After 29 years of marriage, Connie Pullen filed a petition for dissolution of marriage. In that petition, Ms. Pullen requested an award of spousal maintenance. During the divorce proceedings, her husband, Arthur Pullen, III, voluntarily ended his employment at FedEx and moved to Washington where he obtained a lower paying job. The trial court granted Ms. Pullen an award of spousal maintenance and used Mr. Pullen’s previous income to calculate the award. Mr. Pullen subsequently filed a motion for a new trial, which the court denied. He appealed, arguing that the trial court applied an incorrect legal standard for attributing income to him for purposes of determining spousal maintenance, and that there was insufficient evidence to hold that he voluntarily reduced his earning capacity.
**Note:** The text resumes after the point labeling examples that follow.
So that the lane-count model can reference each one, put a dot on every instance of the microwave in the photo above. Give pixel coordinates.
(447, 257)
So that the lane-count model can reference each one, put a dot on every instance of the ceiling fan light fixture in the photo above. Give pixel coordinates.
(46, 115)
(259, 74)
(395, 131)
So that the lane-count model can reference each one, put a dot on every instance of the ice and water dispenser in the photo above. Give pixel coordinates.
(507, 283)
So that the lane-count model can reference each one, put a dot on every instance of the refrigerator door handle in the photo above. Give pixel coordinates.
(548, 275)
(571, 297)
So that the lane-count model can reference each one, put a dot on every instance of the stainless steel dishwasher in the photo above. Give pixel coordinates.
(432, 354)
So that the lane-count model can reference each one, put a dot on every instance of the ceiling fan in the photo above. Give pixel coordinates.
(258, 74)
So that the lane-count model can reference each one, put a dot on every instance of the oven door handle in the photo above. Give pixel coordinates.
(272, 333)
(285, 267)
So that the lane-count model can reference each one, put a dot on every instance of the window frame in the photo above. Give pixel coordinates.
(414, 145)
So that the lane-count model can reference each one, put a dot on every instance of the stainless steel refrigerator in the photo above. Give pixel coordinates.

The Arizona Court of Appeals held that the trial court considered the appropriate factors for attributing to Mr. Pullen his prior income in determining spousal maintenance and that there was evidence supporting that holding. Arizona courts have adopted an intermediate balancing test to determine whether to use actual income or earning capacity to calculate child support when a parent voluntarily reduces his or her income. Although that balancing test has never been applied to attribute income for spousal maintenance purposes, the Court determined that the rationale behind the test clearly applies in the spousal maintenance context. Therefore, according to the Court, “courts should balance [the following] five factors in determining whether to use actual income or earning capacity to calculate spousal maintenance when voluntary reduction of income issues are raised”: (1) the reasons asserted by the party whose conduct is at issue; (2) the impact upon the oblige of considering the actual earnings of the obligor; (3) when the obligee’s conduct is at issue, the impact upon the obligor of considering the actual earnings of the oblige and thereby reducing the obligor’s financial contribution to the support order at issue; (4) whether the party complaining of a voluntary reduction in income acquiesced in the conduct of the other party; and (5) the timing of the action in question in relation to the entering of a decree or the execution of a written agreement between the parties. In this case, although the trial court did not expressly balance these factors, the Court of Appeals found that the record supported its decision under that analysis.
Judge Kessler authored the opinion; Judges Hall and Orozco concurred.